THtay que salir y andar esos caminos siempre que se pueda. En abril, por ejemplo, cuando los cerezos añaden con sus flores más luz a la luz de primavera. Si la tarde es limpia, se verá cómo la nieve peina la sierra mientras palpita el brillo de los pueblos a los pies de la montaña. Podemos caminar en junio y encontrar un roble majestuoso, donde anidan las urracas y las tórtolas; o un castaño con su túnica floral, solemne entre los otros árboles; y más allá, la copa de un alcornoque como una cabellera sensible al más suave soplo de viento.

En julio, puede que las higueras inunden el mundo de fragancias, en tanto que las chicharras y los grillos marcan el ritmo y el discurrir de un día radiante de verano. En otoño, los caminos invitan a pensar. Ahí están los olivos congregados en asamblea. Un aire de eternidad y sabiduría inunda siempre los olivares; porque es necesario silencio, humildad y firmeza para madurar la aceituna.

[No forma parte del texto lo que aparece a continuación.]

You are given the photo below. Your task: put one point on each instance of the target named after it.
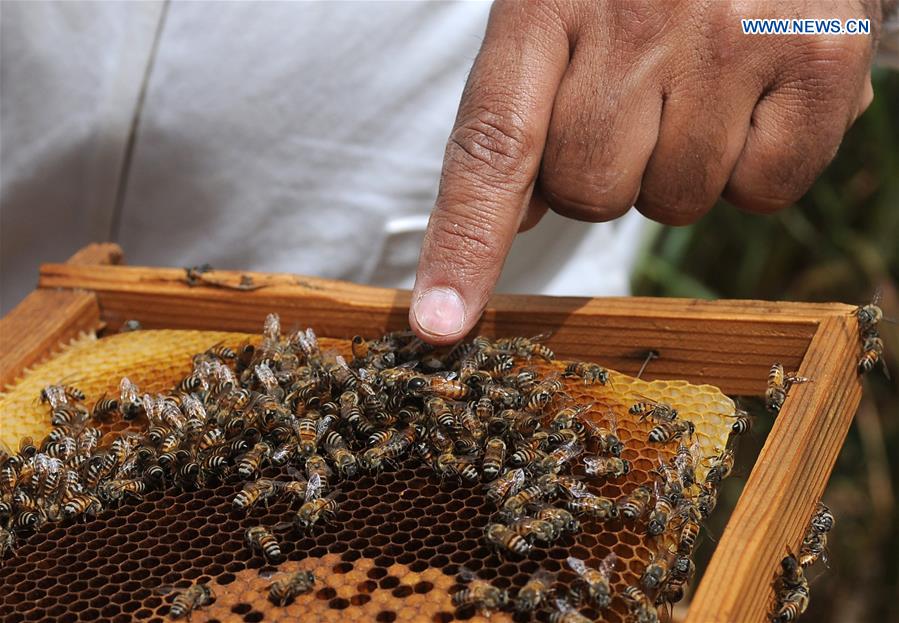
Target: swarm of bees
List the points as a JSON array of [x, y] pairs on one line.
[[791, 588], [472, 414]]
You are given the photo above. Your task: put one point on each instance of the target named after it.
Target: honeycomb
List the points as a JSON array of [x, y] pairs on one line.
[[392, 553]]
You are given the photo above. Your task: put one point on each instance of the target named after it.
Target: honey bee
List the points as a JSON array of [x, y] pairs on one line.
[[506, 396], [535, 592], [656, 572], [69, 415], [661, 512], [290, 586], [337, 449], [776, 392], [113, 491], [658, 411], [442, 386], [307, 436], [606, 466], [670, 430], [557, 459], [535, 529], [562, 520], [259, 538], [529, 495], [191, 599], [779, 383], [494, 457], [742, 422], [814, 545], [316, 510], [595, 581], [220, 351], [564, 486], [685, 463], [525, 347], [590, 372], [506, 541], [565, 613], [56, 395], [566, 418], [680, 573], [525, 456], [479, 593], [872, 354], [720, 466], [252, 460], [609, 443], [594, 506], [260, 490], [508, 484], [792, 592], [641, 608], [707, 500], [689, 527], [449, 465], [7, 542], [823, 519], [81, 505], [542, 394], [869, 315], [440, 411], [635, 504]]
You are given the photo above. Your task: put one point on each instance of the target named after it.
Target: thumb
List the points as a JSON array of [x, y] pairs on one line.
[[491, 161]]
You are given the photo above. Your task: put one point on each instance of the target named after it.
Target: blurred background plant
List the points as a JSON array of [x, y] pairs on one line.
[[839, 243]]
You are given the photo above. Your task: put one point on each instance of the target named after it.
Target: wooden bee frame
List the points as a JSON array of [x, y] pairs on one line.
[[730, 344]]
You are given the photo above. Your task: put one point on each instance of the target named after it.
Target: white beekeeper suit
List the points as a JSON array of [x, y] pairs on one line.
[[296, 137]]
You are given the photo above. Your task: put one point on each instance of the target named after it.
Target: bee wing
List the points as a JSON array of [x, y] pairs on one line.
[[466, 574], [580, 493], [647, 399], [313, 487], [562, 605], [544, 576], [518, 479], [608, 564], [592, 464], [659, 488], [577, 565], [166, 589]]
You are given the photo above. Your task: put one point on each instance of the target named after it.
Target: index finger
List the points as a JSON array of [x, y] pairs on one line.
[[491, 161]]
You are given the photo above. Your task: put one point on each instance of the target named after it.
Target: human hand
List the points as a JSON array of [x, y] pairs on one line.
[[589, 108]]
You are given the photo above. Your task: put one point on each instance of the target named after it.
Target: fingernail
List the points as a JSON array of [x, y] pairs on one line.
[[439, 311]]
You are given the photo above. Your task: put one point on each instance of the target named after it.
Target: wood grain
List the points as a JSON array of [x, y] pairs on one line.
[[98, 253], [45, 319], [37, 326], [730, 344], [788, 479]]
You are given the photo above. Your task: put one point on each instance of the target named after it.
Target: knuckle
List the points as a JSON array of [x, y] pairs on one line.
[[464, 241], [669, 211], [494, 146], [599, 195]]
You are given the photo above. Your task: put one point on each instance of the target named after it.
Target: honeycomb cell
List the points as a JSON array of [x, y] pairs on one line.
[[391, 553]]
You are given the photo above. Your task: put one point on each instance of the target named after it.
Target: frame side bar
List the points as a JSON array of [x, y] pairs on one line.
[[788, 479], [39, 324]]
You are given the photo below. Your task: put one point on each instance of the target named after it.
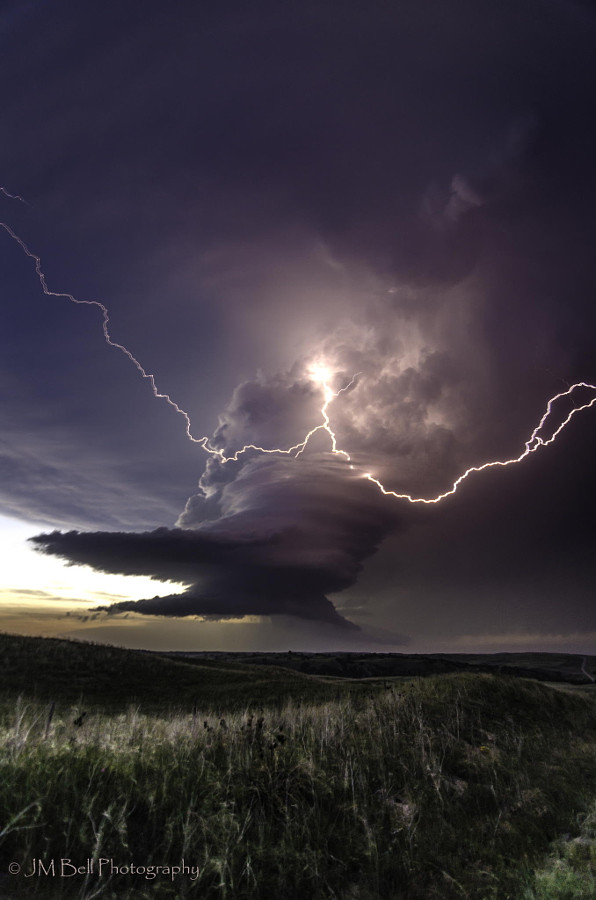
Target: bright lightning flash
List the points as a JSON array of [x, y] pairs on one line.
[[320, 374]]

En el camino también están las aves. La variedad de pájaros es imagen de la abundancia y lo diverso. Los pájaros dan idea de que el camino es de todo el mundo; y son ellos quienes hacen presentir que el camino esconde secretos y misterios. Ver una oropéndola que cruza ante nuestros ojos es como un milagro: es un instante de gloria. Puede que cruce, también fugaz y ruidoso, un arrendajo. A lo mejor vemos un mirlo que parece hablar a solas; pero oiremos al menos otros dos que contestan a sus trinos. Las tórtolas, siempre en pareja, acarician el día con su zureo; quisieran marcar ellas solas el pulso del camino. Dos rabilargos se persiguen jugando; y de lejos llega el eco de una abubilla. Por la tarde, quizás cruce el cielo una garza real con vuelo dubitativo; ella marca el final del crepúsculo.

En el camino se quedarán nuestras palabras, siempre torpes a tanta belleza y tanta vida: ya somos pedazos de los caminos. Anochece: la brisa roza las frentes y las mejillas. Dos miradas se cruzan, dos bocas sonríen, dos manos hacen un gesto de adiós: la vida late en el camino.